Nowadays, customers running SAP on AWS take advantage of the broadest and deepest set of native cloud services, including traditional services like compute, storage, and databases, as well as emerging technologies like IoT and machine learning, on top of a reliable global infrastructure.
One of the main features that we see customers use is the changing of instance types. As the workload changes, customers find that their instances might be overutilized or underutilized.
This concept of scalability is called vertical scaling. Simply put, it is the ability of the system to accommodate additional workloads just by adding resources.
Of course, vertical scalability at the database layer for SAP is important, but what about the application server layer? We can’t create one massive application server to support all our workloads. Even if we can, it’s probably not a good idea. Therefore, SAP designed application servers to scale horizontally. This is where the concept of auto scaling often comes into play.
For horizontal scalability, customers perform sizing and use historical data to determine how many application servers they require to support their peak workload. This leads to underutilized resources or resource bottlenecks when unplanned events occur, such as marketing-driven sales order spikes or large data volume extracts for reporting.
When horizontal scalability comes into the discussion, someone from our DevOps team or cloud engineering team might suggest Amazon EC2 Auto Scaling. But as we all know, SAP can sometimes be a square peg to a round hole. SAP doesn’t always make it easy to handle scalability given its on-premises origin.
This is where AWS helps us build a bridge connecting SAP’s on-premises scalability capabilities to a cloud-native Auto Scaling group.
Traditional automatic scaling uses a range of metrics from CPU utilization to the number of requests to the target of your load balancer. These are both great indicators of workload and the applications use of the underlying resources.
However, they don’t reflect some necessary behavior patterns that customers should consider for SAP utilization.
Every SAP application server consists of work processes that are SAP services based on the SAP kernel. This makes SAP unique. Each work process is specialized in a task type that runs at the OS layer consuming CPU, memory, network, and more. When sizing SAP application servers, the balance and distribution of these are critical to a healthy SAP system.
For microservices and most modern-day applications, standard automatic scaling metrics like CPU and request counts are often enough to handle the application automatically scaling. For SAP, we must consider work processes, especially how many are free or currently consumed.
So, how do we bridge the native automatic scaling capability to consider CPU utilization and request counts as well as work process consumption? That’s where the AWS Professional Services SAP Application Auto Scaling solution comes in.
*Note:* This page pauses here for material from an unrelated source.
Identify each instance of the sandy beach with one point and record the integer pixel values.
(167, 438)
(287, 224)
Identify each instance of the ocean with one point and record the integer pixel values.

This solution enables enterprises and SAP Basis administrators to automatically detect SAP application server consumption based on SAP-specific workload metrics for dialog, batch, enqueue, and print work processes. This solution can adapt to spikes and dips for concurrent user logins, month-end close, payment runs, and a variety of both predictable and unpredictable workloads.
The solution uses the on-demand cloud model of provisioning only the application servers that you require. It horizontally scales out (new compute is started as application servers) and back in (existing compute as application servers are stopped), based on the metrics that you define. This is like the way that your thermostat maintains the temperature of your home—you select a temperature and the thermostat does the rest.
The following diagram shows how this architecture is configured:
But wait. When we say that this solution scales not only out but also back in, are we going to shut down an application server with users and background jobs running on it? Here is another nuanced SAP challenge. Not all SAP traffic is routed through a load balancer for which we can proactively use connection draining. Some of this traffic is end users on the SAPGUI or from other systems calling your system through native SAP RFC.
To handle this natively with SAP, invoke the soft shutdown, or graceful shutdown, capability within SAP all with the serverless compute layer, AWS Lambda. This ensures that no requests or data are lost when ending an SAP instance and you minimize the overall TCO of this solution.
A soft shutdown waits for transactions to be completed in a specific order. You then combine this with the API control plane of EC2 to coordinate the application servers’ underlying EC2 instance for a holistic approach to SAP capacity on demand.
The AWS Professional Services solution, using AWS serverless computer, storage, and analytics, enables customers bound by on-premises and monolithic SAP architectures to run SAP in a more elastic, scalable, and cost-effective manner.
With AWS Auto Scaling, you only pay for what you require, helping to reduce operational cost and providing higher service level objectives. Just like a thermostat, you select metrics and the solution does the rest.